4-node Open Compute Cluster Build

polyfractal · Apr 17, 2016

First post here, but long time lurker. This entire build was motivated by the excellent Open Compute guide provided by NorCalm over in deals.

Fair warning: I'm a developer, not an ops guy, so apologies for improper terminology and a slightly janky setup

Background

My primary development machine for the last few years has been a Macbook Air, which is decidedly underpowered. It was fine when I first joined the company, but as I've moved onto new projects it struggles with our builds/tests/benchmarks. We make a clustered search/analytics engine, so a lot of our tests involve spinning up multiple nodes and can be pretty resource intensive. To date I've been renting a beefy server at Hetzner for these kinds of tasks.

I was recently given budget to update my setup. Most people get a Macbook Pro or build a desktop. I opted for a third option: build a mini cluster based on E5-2670's.

The Build

Given how cheap E5-2670's are, the challenge was finding cheap motherboards. I opted for the Open Compute route, and essentially followed this STH guide. The chassis + 2x motherboard + 4x heatsinks + power supply all together together was cheaper than most LGA2011 motherboards alone, which made it a hard deal to pass up.
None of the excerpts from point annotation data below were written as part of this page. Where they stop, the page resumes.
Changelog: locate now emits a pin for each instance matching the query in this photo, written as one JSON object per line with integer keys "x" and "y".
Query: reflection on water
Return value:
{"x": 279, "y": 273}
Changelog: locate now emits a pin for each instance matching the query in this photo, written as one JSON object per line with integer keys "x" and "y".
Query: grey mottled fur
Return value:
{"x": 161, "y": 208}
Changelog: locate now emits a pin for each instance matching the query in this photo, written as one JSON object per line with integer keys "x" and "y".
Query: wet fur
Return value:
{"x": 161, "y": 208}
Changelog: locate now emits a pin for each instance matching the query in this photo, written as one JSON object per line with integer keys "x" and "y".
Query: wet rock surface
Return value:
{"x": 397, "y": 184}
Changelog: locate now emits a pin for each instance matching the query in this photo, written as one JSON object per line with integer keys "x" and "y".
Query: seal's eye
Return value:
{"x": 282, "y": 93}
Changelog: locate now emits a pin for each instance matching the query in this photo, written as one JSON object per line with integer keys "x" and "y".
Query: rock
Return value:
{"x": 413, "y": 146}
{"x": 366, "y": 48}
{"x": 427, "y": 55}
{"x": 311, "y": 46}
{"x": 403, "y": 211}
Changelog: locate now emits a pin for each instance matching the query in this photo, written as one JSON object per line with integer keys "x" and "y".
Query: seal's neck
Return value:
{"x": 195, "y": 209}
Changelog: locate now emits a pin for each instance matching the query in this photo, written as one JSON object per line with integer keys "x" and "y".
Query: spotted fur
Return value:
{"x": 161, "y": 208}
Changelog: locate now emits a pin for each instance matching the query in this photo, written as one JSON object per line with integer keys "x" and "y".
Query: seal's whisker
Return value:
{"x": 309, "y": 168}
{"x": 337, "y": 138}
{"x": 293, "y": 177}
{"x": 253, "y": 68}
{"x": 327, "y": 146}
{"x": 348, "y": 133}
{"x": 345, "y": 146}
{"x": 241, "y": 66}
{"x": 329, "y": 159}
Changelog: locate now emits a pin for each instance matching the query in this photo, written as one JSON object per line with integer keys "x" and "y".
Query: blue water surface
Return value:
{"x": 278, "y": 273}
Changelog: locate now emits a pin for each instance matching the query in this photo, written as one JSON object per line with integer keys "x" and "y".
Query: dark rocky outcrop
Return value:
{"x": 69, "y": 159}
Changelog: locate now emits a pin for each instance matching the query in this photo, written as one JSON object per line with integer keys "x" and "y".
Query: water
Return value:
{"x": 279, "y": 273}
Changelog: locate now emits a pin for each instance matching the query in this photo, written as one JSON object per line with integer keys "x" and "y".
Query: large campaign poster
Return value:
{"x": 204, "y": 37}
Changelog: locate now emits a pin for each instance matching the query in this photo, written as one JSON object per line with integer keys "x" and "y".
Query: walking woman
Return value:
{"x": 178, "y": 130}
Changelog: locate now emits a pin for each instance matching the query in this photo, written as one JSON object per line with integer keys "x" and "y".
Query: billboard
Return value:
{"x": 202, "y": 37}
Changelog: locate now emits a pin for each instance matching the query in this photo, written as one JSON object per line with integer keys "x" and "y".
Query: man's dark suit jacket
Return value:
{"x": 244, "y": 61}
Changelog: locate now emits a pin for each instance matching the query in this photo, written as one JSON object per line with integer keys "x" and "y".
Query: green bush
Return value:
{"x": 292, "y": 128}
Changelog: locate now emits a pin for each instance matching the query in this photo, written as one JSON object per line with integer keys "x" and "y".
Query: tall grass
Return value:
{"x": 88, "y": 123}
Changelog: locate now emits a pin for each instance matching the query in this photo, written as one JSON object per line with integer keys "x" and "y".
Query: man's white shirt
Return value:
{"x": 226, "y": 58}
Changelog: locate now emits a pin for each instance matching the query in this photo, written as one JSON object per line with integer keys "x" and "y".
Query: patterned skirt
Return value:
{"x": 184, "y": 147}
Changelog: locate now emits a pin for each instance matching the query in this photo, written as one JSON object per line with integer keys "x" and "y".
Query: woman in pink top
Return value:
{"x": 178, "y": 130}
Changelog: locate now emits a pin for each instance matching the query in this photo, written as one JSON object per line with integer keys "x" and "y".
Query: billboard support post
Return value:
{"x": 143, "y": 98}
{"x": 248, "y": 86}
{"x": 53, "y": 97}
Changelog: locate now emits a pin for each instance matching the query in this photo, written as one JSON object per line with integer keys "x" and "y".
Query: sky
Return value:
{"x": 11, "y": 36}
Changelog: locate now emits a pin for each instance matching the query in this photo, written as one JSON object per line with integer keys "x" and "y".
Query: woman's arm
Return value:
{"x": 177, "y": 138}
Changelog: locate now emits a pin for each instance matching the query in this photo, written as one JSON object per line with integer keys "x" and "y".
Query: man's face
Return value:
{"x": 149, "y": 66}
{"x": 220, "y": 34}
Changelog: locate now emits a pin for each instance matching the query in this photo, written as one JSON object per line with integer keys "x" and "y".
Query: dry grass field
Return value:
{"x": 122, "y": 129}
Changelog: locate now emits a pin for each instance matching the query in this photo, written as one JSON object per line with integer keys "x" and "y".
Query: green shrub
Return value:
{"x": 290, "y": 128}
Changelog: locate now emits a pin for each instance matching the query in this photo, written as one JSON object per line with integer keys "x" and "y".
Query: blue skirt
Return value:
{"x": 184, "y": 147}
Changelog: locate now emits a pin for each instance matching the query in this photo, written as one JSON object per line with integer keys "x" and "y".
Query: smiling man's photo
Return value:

Final price came out to $504 per node ($469 without shipping).

Since I don't really have any other home infra other than a FreeNAS tower, I wasn't worried about the non-standard rack size. I'll probably build a true homelab some day, but my current living circumstances (renting, moving soonish) prevent me from expanding. I'll deal with other rack sizes later.
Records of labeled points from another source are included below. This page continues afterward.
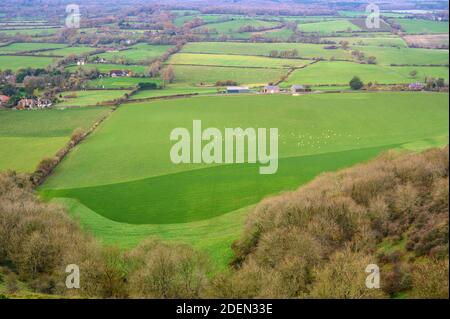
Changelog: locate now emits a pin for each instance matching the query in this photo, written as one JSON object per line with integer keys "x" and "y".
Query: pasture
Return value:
{"x": 15, "y": 63}
{"x": 120, "y": 82}
{"x": 340, "y": 73}
{"x": 189, "y": 75}
{"x": 26, "y": 137}
{"x": 29, "y": 47}
{"x": 234, "y": 61}
{"x": 418, "y": 26}
{"x": 138, "y": 53}
{"x": 327, "y": 27}
{"x": 89, "y": 98}
{"x": 130, "y": 191}
{"x": 106, "y": 68}
{"x": 305, "y": 50}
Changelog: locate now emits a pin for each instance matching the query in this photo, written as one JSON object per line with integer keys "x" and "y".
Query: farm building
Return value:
{"x": 271, "y": 89}
{"x": 26, "y": 104}
{"x": 298, "y": 89}
{"x": 119, "y": 73}
{"x": 3, "y": 100}
{"x": 238, "y": 89}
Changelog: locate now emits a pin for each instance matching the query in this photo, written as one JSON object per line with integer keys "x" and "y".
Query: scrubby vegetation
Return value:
{"x": 311, "y": 243}
{"x": 318, "y": 240}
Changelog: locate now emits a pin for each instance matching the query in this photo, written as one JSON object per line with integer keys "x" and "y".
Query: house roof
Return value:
{"x": 4, "y": 98}
{"x": 237, "y": 88}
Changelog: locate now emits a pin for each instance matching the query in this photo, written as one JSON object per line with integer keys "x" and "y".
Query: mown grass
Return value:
{"x": 138, "y": 53}
{"x": 89, "y": 98}
{"x": 340, "y": 73}
{"x": 15, "y": 63}
{"x": 190, "y": 75}
{"x": 264, "y": 49}
{"x": 328, "y": 26}
{"x": 418, "y": 26}
{"x": 26, "y": 137}
{"x": 234, "y": 61}
{"x": 27, "y": 47}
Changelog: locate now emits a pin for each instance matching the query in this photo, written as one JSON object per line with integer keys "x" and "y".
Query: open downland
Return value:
{"x": 123, "y": 201}
{"x": 340, "y": 73}
{"x": 26, "y": 137}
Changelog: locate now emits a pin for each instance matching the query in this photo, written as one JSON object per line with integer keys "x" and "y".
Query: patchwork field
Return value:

I'm currently using one node as a desktop machine, and leave the other three powered off unless I need them. The BIOS claims to support suspend-to-RAM, but I'm still trying to get that to work. For now they are either physically off, or suspended to disk. Also working to get SOL and WOL working so that cluster booting is a bit more automated.

Node specs:

2x Xeon E5-2670
96gb DDR3 1333MHZ ECC RAM (12 of the 16 slots used)
1TB 7200rpm Seagate HDD
Ubuntu 14.04.4 LTS server / desktop

The "desktop" node also has a HD6350 video card and a PCI usb expander. I purchased an SSD for it as well, but need to sort out how to mount it (the rack only has two 3.5" caddies)

Cluster stats:

64 cores, 128 with hyperthreading
384gb RAM
4TB hdd

Practical considerations

Temperatures idle around 32-35C. At 100% utilization, the temp cranks up to ~93C before the fans kick into high gear, then settle down to ~80C.
Noise is a pleasant 35dB idle, which honestly is quieter than the Thinkserver on the floor. At 100% utilization the fans go into "angry bee" mode and noise rises to around 56dB. It's loud, but not unbearable, and I'll only be using the full resources for long tests, likely overnight. While idling, the 60x60x25 fan in the PSU is far louder than the node fans, and gives off a bit of a high-pitch whine due to thinner size.
Unsure of power consumption, I don't own a kill-a-watt (yet). The spec sheet claims 90-300W per node depending on activity. So probably around 360-1200W when the full cluster is running, plus some overhead of the step-up transformer
As someone who has never worked with enterprise equipment before...these units were a pleasure to assemble! Only tool required was a screwdriver to install the heatsinks, everything else is finger-accessible. Boards snap into place with a latch, baffles lock onto the sushi-boat, PSU pops out by pulling a tab, hard drive caddies clip into place. Just a really pleasant experience, I kept saying "oh, that's a nice feature" while assembling the thing.
The only confusing aspect was the boot process and what the lights mean. As NorCalm discovered, blue == power, followed after a few seconds by yellow which equals HDD activity. If you boot and it stays blue, something is wrong. In my case it was a few sticks of bad RAM.
Nodes are configured to boot in staggered sequence. The PSU turns on, fans slow down, first node powers on, about 30 seconds later the second node powers on.
There are two buttons on the board: red (power), grey (reset). I think... it's confusing because the boards like to reboot themselves if they lose power, even when you manually switch them off. The power-on preference can be changed in BIOS, default is "last state". I haven't played with it yet

Photos!

The components all laid out.

PCI USB hub - Radeon HD6350
x4 Seagate 1TB 7200 RPM hdd (ST1000DM003)
TP-LINK TL-SG108 8-Port unmanaged GigE switch
SanDisk Ultra II 120GB SSD
x50 Kingston 8GB 2Rx4 PC3L-10600R
x8 Xeon E5-2670
ELC T-2000 2000-Watt Voltage Converter Transformer

One of the OCP nodes, unpacked before installation of components.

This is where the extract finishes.